Fresh From the Vine: Tomatoes Two Ways


Our bodies love the boost we get from every tomato, so we spoke to two of our Zooming: The Zoomer Travel Club partners to get recipes for tomatoes two ways. Photo: Catherine Falls Commercial / Moment via Getty Images

You say tomato, and I say tomahto. Or pomme d’amour, as the French might say. Or pomme d’oro, as the Italians might say. But don’t call the whole thing off. The love apples are on the vine, the golden apples ready to be plucked and relished.

Our bodies love these glossy red orbs, as it’s an almost perfect fruit. Raw, an average sized tomato clocks in at about 32 calories, and is a source of potassium, phosphorus, vitamins A and C, as well as calcium.
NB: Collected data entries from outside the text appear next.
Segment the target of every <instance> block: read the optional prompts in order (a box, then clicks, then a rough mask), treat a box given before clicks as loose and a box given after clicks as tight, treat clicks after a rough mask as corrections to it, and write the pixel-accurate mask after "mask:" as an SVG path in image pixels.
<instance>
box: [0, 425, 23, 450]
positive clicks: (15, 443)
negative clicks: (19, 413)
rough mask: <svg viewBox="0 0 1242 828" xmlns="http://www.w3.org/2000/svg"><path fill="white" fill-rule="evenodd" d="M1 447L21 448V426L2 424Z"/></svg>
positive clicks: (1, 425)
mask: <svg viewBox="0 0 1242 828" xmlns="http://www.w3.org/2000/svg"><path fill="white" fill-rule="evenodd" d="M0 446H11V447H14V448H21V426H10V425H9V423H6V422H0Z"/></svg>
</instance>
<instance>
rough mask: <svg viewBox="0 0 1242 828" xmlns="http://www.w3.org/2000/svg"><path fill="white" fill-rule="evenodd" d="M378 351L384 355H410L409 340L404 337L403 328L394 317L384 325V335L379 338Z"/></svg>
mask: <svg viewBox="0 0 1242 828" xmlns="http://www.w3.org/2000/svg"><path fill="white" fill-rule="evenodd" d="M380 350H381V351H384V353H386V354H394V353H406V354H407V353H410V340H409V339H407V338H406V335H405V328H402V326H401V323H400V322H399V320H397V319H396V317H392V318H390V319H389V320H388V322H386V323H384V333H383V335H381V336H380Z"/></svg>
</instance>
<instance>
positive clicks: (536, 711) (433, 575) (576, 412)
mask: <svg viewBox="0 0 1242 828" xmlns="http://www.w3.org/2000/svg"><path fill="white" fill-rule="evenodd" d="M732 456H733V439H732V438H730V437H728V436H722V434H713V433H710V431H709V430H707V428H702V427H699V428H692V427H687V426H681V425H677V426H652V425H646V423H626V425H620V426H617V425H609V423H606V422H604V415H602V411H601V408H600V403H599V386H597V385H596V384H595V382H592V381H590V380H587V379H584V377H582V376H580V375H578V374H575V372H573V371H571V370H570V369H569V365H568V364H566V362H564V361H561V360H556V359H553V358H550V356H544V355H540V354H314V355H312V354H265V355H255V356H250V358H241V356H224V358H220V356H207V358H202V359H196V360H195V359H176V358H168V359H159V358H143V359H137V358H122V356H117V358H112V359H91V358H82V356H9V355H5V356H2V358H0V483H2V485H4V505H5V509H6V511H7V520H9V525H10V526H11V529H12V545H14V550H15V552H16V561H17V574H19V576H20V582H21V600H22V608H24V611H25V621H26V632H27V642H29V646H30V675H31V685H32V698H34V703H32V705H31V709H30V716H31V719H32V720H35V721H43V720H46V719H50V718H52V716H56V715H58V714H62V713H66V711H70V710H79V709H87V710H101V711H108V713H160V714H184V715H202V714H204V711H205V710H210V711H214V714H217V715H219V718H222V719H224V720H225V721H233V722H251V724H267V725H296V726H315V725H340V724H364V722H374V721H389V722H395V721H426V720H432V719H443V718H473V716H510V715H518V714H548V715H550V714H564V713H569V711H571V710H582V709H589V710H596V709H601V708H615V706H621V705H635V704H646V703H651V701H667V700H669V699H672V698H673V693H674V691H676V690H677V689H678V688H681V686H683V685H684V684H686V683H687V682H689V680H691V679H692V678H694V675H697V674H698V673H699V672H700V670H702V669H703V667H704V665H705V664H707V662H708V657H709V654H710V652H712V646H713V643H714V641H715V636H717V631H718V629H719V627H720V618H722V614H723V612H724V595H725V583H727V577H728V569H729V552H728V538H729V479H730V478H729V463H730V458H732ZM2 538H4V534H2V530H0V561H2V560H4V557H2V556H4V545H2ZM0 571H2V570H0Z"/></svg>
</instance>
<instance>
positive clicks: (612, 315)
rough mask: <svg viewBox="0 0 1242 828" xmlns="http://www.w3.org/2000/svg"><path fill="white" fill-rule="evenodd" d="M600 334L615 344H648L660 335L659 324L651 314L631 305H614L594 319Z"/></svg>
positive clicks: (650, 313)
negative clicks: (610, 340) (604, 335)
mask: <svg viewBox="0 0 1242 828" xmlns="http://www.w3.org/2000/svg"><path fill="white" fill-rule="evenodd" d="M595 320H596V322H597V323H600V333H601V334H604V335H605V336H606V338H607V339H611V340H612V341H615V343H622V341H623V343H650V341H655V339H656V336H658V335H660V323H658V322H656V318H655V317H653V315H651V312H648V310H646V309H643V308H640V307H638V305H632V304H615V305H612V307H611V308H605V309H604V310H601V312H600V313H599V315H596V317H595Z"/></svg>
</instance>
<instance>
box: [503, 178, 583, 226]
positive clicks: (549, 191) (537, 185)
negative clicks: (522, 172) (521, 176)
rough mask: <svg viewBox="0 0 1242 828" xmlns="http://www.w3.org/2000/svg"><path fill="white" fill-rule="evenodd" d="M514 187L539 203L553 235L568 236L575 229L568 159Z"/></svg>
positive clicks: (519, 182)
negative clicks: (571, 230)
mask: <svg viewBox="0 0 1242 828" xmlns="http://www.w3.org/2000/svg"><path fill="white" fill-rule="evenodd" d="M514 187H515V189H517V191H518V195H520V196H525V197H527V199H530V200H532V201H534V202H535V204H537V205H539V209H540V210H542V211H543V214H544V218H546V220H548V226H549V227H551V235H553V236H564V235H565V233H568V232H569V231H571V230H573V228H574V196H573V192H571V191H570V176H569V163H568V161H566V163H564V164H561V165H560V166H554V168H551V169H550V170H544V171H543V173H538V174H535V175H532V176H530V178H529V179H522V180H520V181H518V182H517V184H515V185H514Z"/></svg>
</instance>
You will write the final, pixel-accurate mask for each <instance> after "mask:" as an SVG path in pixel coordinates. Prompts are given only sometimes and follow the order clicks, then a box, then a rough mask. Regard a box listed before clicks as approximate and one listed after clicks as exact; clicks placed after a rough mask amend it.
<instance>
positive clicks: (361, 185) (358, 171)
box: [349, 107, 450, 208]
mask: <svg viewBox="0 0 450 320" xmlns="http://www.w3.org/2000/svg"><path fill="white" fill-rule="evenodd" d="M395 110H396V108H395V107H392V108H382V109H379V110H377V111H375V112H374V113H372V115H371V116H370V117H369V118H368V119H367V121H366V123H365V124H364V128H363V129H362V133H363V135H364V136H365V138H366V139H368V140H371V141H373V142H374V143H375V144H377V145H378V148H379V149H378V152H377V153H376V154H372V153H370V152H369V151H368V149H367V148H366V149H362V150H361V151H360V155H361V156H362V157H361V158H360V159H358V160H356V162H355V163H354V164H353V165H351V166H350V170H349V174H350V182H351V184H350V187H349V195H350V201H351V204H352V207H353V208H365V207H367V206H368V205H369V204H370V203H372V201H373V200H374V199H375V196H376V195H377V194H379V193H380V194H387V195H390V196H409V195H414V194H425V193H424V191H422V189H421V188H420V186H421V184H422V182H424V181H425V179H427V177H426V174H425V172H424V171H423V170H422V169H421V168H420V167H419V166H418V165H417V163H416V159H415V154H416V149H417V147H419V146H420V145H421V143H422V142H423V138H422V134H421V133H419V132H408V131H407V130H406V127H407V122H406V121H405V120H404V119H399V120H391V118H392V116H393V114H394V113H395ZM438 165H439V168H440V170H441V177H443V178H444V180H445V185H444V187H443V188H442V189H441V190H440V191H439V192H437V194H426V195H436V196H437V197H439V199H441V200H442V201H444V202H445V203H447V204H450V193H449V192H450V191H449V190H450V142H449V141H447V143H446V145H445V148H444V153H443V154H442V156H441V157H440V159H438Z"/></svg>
It’s also loaded with nutrients and antioxidants, such as folic acid, choline, alpha-lipoic acid and beta-carotene. 

Here, we asked two of our Zooming: The Zoomer Travel Club partners, to help us enjoy the lovely – and healthy – fruit two ways. 


Horiatiki (Classic Greek Village Salad)


Photo: Courtesy ‘Our Global Family Cookbook: Recipes from our Travelers, Tour Directors, and Experts Around the World,’ edited by EF/Go Ahead Tours


From Our Global Family Cookbook: Recipes from our Travelers, Tour Directors, and Experts Around the World, edited by EF/Go Ahead Tours.  
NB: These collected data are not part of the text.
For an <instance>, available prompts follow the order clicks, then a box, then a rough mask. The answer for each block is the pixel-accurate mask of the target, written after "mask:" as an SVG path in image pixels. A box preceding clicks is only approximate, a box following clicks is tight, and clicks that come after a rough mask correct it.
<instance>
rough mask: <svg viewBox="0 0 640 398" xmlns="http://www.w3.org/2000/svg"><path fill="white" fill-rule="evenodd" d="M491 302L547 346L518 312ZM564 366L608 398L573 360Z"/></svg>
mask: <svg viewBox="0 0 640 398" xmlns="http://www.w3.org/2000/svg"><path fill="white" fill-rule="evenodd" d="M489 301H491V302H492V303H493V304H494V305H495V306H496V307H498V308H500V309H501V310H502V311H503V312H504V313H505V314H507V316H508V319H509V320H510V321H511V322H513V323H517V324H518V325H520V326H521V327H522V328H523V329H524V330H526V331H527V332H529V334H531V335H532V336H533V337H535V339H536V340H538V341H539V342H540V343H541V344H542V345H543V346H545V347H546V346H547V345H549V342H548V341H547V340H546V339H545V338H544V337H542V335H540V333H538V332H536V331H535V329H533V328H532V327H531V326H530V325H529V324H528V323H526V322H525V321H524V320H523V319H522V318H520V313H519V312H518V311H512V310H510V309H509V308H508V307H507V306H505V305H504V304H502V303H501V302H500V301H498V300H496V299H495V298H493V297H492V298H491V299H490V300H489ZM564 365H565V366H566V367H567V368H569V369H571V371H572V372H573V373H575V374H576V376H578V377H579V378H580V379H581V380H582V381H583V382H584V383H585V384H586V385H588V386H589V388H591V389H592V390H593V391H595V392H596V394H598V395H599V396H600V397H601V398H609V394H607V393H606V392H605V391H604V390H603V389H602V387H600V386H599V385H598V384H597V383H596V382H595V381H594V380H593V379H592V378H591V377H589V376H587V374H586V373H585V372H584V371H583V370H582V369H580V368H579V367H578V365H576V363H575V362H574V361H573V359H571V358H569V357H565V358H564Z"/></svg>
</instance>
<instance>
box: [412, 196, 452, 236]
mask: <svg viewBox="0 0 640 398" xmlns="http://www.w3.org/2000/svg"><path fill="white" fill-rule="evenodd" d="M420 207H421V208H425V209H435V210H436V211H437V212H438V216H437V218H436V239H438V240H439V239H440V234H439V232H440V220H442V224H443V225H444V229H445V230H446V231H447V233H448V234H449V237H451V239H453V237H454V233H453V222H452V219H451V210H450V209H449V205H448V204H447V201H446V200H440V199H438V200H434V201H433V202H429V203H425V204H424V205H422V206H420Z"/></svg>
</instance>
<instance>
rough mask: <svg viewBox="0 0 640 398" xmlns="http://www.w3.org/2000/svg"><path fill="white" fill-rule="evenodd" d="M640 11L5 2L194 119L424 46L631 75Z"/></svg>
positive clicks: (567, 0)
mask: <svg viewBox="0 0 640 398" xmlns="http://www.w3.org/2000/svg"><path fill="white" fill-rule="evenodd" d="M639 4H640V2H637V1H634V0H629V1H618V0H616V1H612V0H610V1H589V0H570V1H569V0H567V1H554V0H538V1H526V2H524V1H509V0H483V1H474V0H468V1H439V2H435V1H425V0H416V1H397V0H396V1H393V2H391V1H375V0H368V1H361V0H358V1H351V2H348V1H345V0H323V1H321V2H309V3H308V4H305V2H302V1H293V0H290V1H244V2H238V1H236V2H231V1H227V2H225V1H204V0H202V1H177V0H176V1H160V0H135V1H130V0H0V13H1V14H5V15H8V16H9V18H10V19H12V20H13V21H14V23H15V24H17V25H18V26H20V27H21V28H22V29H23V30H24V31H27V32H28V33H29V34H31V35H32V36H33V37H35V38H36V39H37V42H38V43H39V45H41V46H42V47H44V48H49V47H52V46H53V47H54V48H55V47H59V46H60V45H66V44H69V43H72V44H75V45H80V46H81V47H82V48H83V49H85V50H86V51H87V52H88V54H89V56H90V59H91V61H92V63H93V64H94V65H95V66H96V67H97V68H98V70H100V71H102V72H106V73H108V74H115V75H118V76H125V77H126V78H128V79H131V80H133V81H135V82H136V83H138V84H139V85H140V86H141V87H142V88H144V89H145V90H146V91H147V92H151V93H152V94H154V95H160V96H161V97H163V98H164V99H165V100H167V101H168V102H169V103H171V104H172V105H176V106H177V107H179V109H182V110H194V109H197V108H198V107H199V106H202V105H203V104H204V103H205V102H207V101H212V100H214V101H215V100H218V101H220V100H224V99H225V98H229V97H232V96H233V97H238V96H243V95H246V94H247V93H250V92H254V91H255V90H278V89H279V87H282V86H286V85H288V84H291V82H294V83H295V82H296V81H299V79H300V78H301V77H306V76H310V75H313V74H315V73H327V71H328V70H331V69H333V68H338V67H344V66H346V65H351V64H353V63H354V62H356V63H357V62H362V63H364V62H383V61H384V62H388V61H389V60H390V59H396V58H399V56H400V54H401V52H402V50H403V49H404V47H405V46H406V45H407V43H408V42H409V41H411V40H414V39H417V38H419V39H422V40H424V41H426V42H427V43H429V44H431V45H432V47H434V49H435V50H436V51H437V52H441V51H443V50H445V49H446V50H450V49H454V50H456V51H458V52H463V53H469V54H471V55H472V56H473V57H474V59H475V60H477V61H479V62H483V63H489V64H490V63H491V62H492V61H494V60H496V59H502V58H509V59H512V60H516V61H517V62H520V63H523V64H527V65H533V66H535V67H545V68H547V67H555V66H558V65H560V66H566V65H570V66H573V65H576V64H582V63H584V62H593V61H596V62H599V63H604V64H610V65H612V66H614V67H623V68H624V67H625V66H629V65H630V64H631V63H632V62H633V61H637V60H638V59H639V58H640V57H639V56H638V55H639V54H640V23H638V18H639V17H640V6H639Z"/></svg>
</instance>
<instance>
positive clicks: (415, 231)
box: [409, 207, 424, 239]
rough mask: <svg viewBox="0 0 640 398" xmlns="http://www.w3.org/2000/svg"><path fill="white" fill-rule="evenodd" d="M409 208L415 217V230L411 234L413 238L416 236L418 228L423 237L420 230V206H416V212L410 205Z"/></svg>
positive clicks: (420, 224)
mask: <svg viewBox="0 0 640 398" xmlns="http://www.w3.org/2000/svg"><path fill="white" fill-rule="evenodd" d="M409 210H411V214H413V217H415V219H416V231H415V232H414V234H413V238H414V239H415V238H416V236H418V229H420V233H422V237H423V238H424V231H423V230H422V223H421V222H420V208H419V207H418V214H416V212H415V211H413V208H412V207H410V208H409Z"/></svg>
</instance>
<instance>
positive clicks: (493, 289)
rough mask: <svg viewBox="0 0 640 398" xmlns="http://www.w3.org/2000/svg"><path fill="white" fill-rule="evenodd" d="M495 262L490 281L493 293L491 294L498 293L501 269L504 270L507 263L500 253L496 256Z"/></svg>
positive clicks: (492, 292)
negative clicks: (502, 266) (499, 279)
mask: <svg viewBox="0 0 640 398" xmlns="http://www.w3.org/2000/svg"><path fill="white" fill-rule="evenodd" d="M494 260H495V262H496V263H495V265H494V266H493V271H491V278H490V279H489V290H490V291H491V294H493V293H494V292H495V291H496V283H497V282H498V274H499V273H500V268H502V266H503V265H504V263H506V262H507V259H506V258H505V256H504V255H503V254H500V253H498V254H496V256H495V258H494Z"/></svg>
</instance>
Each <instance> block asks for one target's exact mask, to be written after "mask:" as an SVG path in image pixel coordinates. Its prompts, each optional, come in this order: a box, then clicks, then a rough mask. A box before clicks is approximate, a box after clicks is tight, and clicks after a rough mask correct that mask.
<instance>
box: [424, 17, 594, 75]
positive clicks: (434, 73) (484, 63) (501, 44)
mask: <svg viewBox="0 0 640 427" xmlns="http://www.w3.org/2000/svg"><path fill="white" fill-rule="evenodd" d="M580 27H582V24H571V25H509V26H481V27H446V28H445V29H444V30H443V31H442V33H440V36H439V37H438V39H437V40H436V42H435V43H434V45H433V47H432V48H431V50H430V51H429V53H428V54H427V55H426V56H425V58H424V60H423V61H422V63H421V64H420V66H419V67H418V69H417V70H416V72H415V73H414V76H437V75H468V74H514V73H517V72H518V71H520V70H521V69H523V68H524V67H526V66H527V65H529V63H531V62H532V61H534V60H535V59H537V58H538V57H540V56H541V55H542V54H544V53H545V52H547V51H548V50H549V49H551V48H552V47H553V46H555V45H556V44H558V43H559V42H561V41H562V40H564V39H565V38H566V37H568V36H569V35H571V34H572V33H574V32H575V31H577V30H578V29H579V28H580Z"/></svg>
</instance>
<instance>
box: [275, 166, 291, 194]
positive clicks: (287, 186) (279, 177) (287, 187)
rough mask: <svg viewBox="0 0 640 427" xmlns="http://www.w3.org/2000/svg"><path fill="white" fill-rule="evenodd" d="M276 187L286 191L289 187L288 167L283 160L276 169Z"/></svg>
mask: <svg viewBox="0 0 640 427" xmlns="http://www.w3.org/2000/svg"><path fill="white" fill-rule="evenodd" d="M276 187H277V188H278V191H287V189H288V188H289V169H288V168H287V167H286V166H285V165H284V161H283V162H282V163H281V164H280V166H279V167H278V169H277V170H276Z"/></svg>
If you want to whip up a truly authentic salad, don’t crumble the feta. Eat like the Greeks and use it to top the salad in larger blocks or slices.

Serves 4

4 tomatoes

1 cucumber

1 green bell pepper

1 red onion

1 cup pitted Kalamata olives

Salt, to taste

4 tbsp extra-virgin olive oil

1 to 2 tbsp red wine vinegar

8 oz feta cheese, left in larger blocks

½ tbsp dried oregano

Cut the tomatoes into wedges, slice the cucumber into circles, and core the bell pepper and slice. Cut the onion in half and thinly slice. Place everything on a large salad dish and add the olives. Season with a pinch of salt.
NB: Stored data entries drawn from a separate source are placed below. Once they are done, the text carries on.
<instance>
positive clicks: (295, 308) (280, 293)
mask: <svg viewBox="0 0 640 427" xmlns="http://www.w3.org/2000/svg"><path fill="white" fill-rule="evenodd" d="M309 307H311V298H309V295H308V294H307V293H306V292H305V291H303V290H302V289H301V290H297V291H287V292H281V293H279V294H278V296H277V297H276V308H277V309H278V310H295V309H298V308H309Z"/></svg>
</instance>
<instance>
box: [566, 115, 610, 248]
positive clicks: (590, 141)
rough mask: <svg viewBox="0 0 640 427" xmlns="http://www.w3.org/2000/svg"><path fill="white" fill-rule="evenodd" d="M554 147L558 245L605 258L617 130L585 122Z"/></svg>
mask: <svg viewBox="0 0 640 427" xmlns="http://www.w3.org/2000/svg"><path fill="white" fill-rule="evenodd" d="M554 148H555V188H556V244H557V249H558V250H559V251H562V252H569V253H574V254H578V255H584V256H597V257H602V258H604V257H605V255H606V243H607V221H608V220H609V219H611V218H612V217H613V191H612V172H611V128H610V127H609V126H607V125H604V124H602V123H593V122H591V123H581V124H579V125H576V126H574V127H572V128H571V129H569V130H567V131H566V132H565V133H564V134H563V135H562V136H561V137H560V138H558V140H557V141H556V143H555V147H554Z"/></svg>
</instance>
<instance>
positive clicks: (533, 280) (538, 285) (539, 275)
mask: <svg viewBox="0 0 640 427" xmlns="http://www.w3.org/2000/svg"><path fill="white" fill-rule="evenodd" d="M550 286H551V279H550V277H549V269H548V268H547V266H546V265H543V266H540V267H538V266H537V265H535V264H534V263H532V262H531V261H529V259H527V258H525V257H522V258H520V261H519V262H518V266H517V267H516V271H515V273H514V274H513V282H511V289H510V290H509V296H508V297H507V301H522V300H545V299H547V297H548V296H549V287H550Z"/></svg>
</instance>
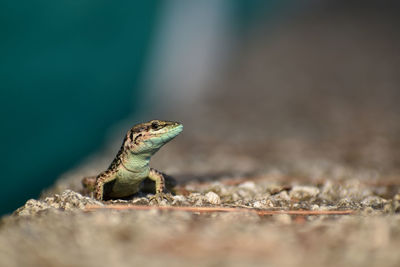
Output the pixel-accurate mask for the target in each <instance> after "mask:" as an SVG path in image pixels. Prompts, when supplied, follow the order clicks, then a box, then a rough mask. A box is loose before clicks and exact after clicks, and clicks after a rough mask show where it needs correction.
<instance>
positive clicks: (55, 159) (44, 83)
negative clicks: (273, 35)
mask: <svg viewBox="0 0 400 267" xmlns="http://www.w3.org/2000/svg"><path fill="white" fill-rule="evenodd" d="M189 2H192V6H193V3H194V2H193V1H189ZM206 2H207V3H208V4H209V5H214V4H217V2H218V4H217V5H219V6H220V7H221V6H222V9H229V10H228V12H229V14H230V15H229V16H230V18H231V20H230V22H229V23H230V24H231V28H233V29H236V30H237V33H236V34H239V35H240V34H244V33H245V31H246V29H247V28H249V27H250V25H251V24H252V23H256V18H257V16H261V15H262V14H264V15H265V14H266V13H260V10H261V9H263V10H273V7H274V6H275V3H274V2H275V1H244V0H237V1H229V2H228V1H214V2H212V1H204V3H206ZM171 3H172V4H173V5H175V6H177V5H180V4H183V3H184V2H179V1H149V0H147V1H104V0H96V1H94V0H83V1H66V0H63V1H50V0H37V1H11V0H9V1H0V20H1V22H0V34H1V43H0V59H1V61H0V62H1V64H0V79H1V85H0V86H1V91H0V92H1V100H0V101H1V103H0V111H1V126H2V127H1V129H2V131H1V132H0V140H1V148H2V153H1V181H2V183H1V203H2V204H1V206H0V214H4V213H7V212H11V211H12V210H14V209H15V208H17V207H19V206H21V205H22V204H23V203H24V202H25V201H26V200H27V199H28V198H33V197H37V196H38V195H39V193H40V192H41V191H42V190H43V189H45V188H46V187H48V186H50V185H51V184H52V183H53V182H54V181H55V180H56V179H57V177H58V176H59V175H60V174H61V173H63V172H65V171H66V170H68V169H69V168H71V167H73V166H74V165H76V164H78V163H79V162H80V161H81V160H82V159H83V158H84V157H85V156H87V155H89V154H90V153H93V152H94V151H96V150H97V149H98V148H99V147H101V146H102V143H103V142H104V138H105V135H106V133H107V130H108V129H109V128H110V127H111V126H112V125H114V124H115V123H116V122H118V121H119V120H121V119H124V118H127V117H128V116H132V115H135V114H146V112H147V111H148V107H147V106H146V104H145V103H146V101H147V99H148V98H149V95H151V94H149V92H148V91H146V88H145V87H143V86H141V84H142V81H143V77H144V71H145V69H146V64H147V63H148V61H149V50H150V49H151V48H152V46H154V44H153V38H154V35H155V33H156V32H157V29H158V28H160V27H161V26H162V25H161V24H160V23H162V22H160V13H161V10H165V8H166V6H167V5H170V4H171ZM185 5H188V7H187V8H188V9H190V8H193V7H191V4H187V3H185ZM194 5H195V4H194ZM194 8H195V7H194ZM267 14H268V13H267ZM158 45H161V46H162V45H163V44H158ZM153 61H154V60H153ZM150 76H151V75H150ZM147 77H148V75H147ZM149 90H150V89H149ZM152 95H157V93H155V94H154V92H153V93H152Z"/></svg>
Drizzle oil and vinegar over the top and give everything a very gentle toss (be careful not to over-mix). Top with feta blocks and a sprinkle of dried oregano.


Pasta Alla Norma


Photo: Courtesy Collette Tours


Did you know that the first course, or “il primo,” in Italy is usually pasta? Check out these steps for the tasty Pasta Alla Norma from Italy Tour Manager, Luigi Arveda of Collette Tours

Serves 6

⅝ lb penne pasta

½ lb eggplant

5 oz salted ricotta

¾ lb canned tomatoes

1 ¾ oz chopped onion

1 tbsp Extra Virgin Olive Oil

5 basil leaves

1 small clove of garlic

Salt and pepper to taste

Cut the eggplant into small cubes. Lightly salt them and let them rest so that they lose excess water.

Place olive oil in a frying pan and sauté the chopped onion and the garlic clove.

Add the diced eggplant, tomato pulp, salt, and pepper and cook for 20–30 minutes. Remove the garlic clove.

When the sauce is almost ready, cook the penne in salted boiling water and when cooked al dente, toss the penne with the sauce in a nice serving bowl.

Add the basil and grated salted ricotta or diced mozzarella.